How do you develop literacy in science lessons?

Carole Kenrick
Sep 24, 2017 · 10 min read

I’ve just read the EEF / Royal Society review of SES and science learning, and whilst I’m still reflecting on it as a whole, one thing seems pretty certain. Purposefully and systematically improving children and young people’s literacy in science is key to narrowing the gap in attainment and participation between pupils from high and low SES backgrounds. This is something I learnt early on in my teaching career, mostly from experience. This review of the literature has given me a better understanding of the theory and evidence that reflect and help explain my experience, and I will be following up by reading some of the studies that are mentioned in it. But in the meantime, I thought it helpful to consider how I currently develop literacy in the science classroom.

What follows are examples of what I have found to work in my classrooms and those of my trainees / colleagues. For context: I have taught in inner and outer London, to classes with high proportions of EAL learners, high percentages of pupils eligible for FSM, pupils with a range of SEND, and of ages ranging from EYFS to KS5 — although I won’t be focusing on EYFS here as it is something of a different beast. I also worked part-time in ITE for four years alongside teaching, training secondary science teachers in schools that had a similar profile to my own, and I regularly run subject-specific CPD.

I will start by outlining my underlying principles, before outlining my strategies grouped in four categories:

  1. Developing vocabulary in science
  2. Developing speaking in science
  3. Developing comprehension in science
  4. Developing writing in science

0. Underlying principles

In general I take what might be described as a meta-cognitive approach: I narrate and ask pupils to help narrate how to approach a task, goal or problem, and why it is helpful to approach it in that way; we describe our thinking; we are explicit about how to plan, monitor and evaluate what we are doing.
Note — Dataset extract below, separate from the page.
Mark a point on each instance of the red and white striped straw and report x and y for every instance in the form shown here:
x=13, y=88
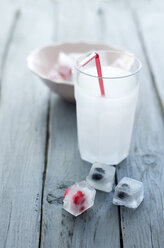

Where possible I co-construct rules, processes and success criteria with pupils through scaffolded questioning and modelling. I have found this to be incredibly powerful at developing pupils’ independence, motivation and attainment. Shirley Clarke’s book Outstanding Formative Assessment helped me better understand how to do this and to refine my approach, which I had previously arrived at through trial and error along with patchy reading of research.

If you haven’t read the Deans for Impact summary of the Science of Learning, I would urge you to do so now. I shared this with my trainees the moment I first saw it, as it clearly summarises and explains so many things that I had been trying to get across to them in a much less clear and eloquent way. I won’t repeat it all here, but take a look as these principles underpin my strategies.

Transferring skills developed in English lessons to science lessons

[Note: skill = the ability to do something well; expertise.]

This deserves a sub-heading because understanding the need to do this was a bit of a paradigm-shifting moment for me. And yet when I realised, it seemed so incredibly obvious. So I want to make sure no-one else gets caught out.

One of my triple science GCSE pupils was consistently producing terrible extended writing — I’m talking garbled nonsense, lack of basic grammar or any kind of structure. When asked, he said he’d tried his best. I checked the system for any sign of a possible explanation, but to my utter disbelief, I discovered that he was on track for an A* in English! This baffled me, so I went to his English teacher and showed her his science book. It was her turn to be astonished —he could write brilliant essays in her lessons, and she showed me his English book as evidence.

I returned to speak with him, armed with evidence that his sub-standard writing in science was not an inevitability. I asked him to talk through his process for planning, structuring, drafting and redrafting essays in English. I asked him why he didn’t do the same thing when writing in science, to which he responded that science was about knowing science, not about writing. It was as though he was treating every subject as a silo, and not applying the skills he learnt in English to his writing in science. So we put together a little diagram to remind him to follow the same steps in science. That was all it took for him to be able to apply his English skills, and from then on he did much better in extended writing and assessments in science. That is also when I started to embed the explicit co-construction of processes into my lessons, which massively improved pupils’ ability to transfer and adapt skills developed in previous lessons and in other subjects.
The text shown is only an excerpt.